Isto posto, afasto a preliminar levantada pela defesa de ausência de requerimento administrativo.

3. Da inépcia da inicial - ausência de documentos obrigatórios.

Aduzem os Réus que a Autora anexou à sua inicial comprovante de residência em nome de terceiro, não fazendo prova do seu domicílio fornecido na inicial.

Sobre o tema, cito o seguinte julgado:

EMENTA: APELAÇÃO CÍVEL - INDEFERIMENTO DA INICIAL - COMPROVANTE DE RESIDÊNCIA EM NOME PRÓPRIO E ATUALIZADO - AUSÊNCIA - DOCUMENTO DESNECESSÁRIO AO DESLINDE DA AÇÃO - EXTINÇÃO DO PROCESSO SEM RESOLUÇÃO DO MÉRITO - IMPOSSIBILIDADE. Tendo a parte autora se qualificado na forma exigida em lei, fornecendo nome e sobrenome, número do CPF, profissão, endereço de sua residência e domicílio, não há razão para o indeferimento da petição inicial e extinção do processo, diante da falta de comprovante de residência em nome próprio ou atualizado, tratando-se de exigência sem respaldo legal. (TJ-MG - AC: 10000200031938001 MG, Relator: Claret de Moraes, Data de Julgamento: 26/05/2020, Data de Publicação: 03/06/2020)

Assim, por entender que o comprovante de residência não é um documento indispensável à propositura da ação, a não juntada deste não implica na extinção do processo sem resolução do mérito desde que a parte autora tenha se qualificado na forma exigida no art. 319, inciso II do CPC, o que foi cumprido pela Autora no caso em tela. Isto posto, afasto a preliminar levantada.

Sem mais, passo a analisar o mérito.

Antes, porém, verifico que a relação travada entre as partes é consumerista, afinal, os Réus prestam serviços no mercado de consumo, sendo considerados fornecedores, nos moldes do artigo 3º, do CDC.

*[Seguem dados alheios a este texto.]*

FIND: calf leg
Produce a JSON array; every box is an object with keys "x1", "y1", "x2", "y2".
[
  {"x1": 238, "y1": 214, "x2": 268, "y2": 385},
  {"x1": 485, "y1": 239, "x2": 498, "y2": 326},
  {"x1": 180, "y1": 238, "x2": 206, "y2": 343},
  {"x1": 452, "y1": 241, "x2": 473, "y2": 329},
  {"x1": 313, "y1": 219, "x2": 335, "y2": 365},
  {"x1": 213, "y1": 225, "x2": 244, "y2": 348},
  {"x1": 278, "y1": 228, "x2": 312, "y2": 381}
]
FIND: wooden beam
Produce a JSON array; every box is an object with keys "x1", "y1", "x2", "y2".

A parte autora, por sua vez, é destinatária final, de modo que se caracteriza como consumidora (artigo 2º, do CDC).

Destarte, imperiosa a aplicação da legislação consumerista, por ser matéria cogente (artigo 1º, do CDC), cujo entendimento já foi devidamente sumulado pelo STJ, senão vejamos:

Súmula 297/STJ - O Código de Defesa do Consumidor é aplicável às instituições financeiras.

Nesse caso, equiparando-se o autor ao consumidor, conforme arts. 14 e 17 do CDC, a obrigação de indenizar é de ordem objetiva, independentemente de culpa, in litteris:

Art. 14: O fornecedor de serviços responde, independentemente da existência de culpa, pela reparação dos danos causados aos consumidores por defeitos relativos à prestação dos serviços, bem como por informações insuficientes ou inadequadas sobre sua fruição e riscos.

(...)

Art. 17: Para os efeitos desta Seção, equiparam-se aos consumidores todas as vítimas do evento.

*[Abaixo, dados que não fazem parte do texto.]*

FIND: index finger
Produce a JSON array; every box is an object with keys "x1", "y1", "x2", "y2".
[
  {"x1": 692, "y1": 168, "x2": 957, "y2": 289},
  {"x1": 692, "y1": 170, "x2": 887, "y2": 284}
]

No mérito, a ação é procedente.

O Requerente nega a contratação do empréstimo em questão, solicitando, ainda, autorização para depositar em juízo os valores creditados em sua conta.

Os Requeridos apresentaram contestações iguais, defendendo a regularidade da contratação, juntando cópia do suposto contrato de empréstimo consignado (ID n°187402175) nº 016550233-9, formalizado em 22 de janeiro de 2021, originalmente celebrado junto ao Banco Mercantil, sendo o mesmo cedido ao BANCO BRADESCO S/A, sendo este o atual detentor do contrato e responsável pelas cobranças do mesmo.

A Autora, instada a se manifestar sobre as peças contestatórias, impugnou o contrato juntado pelos Demandados, alegando que as assinaturas nele presentes são falsas.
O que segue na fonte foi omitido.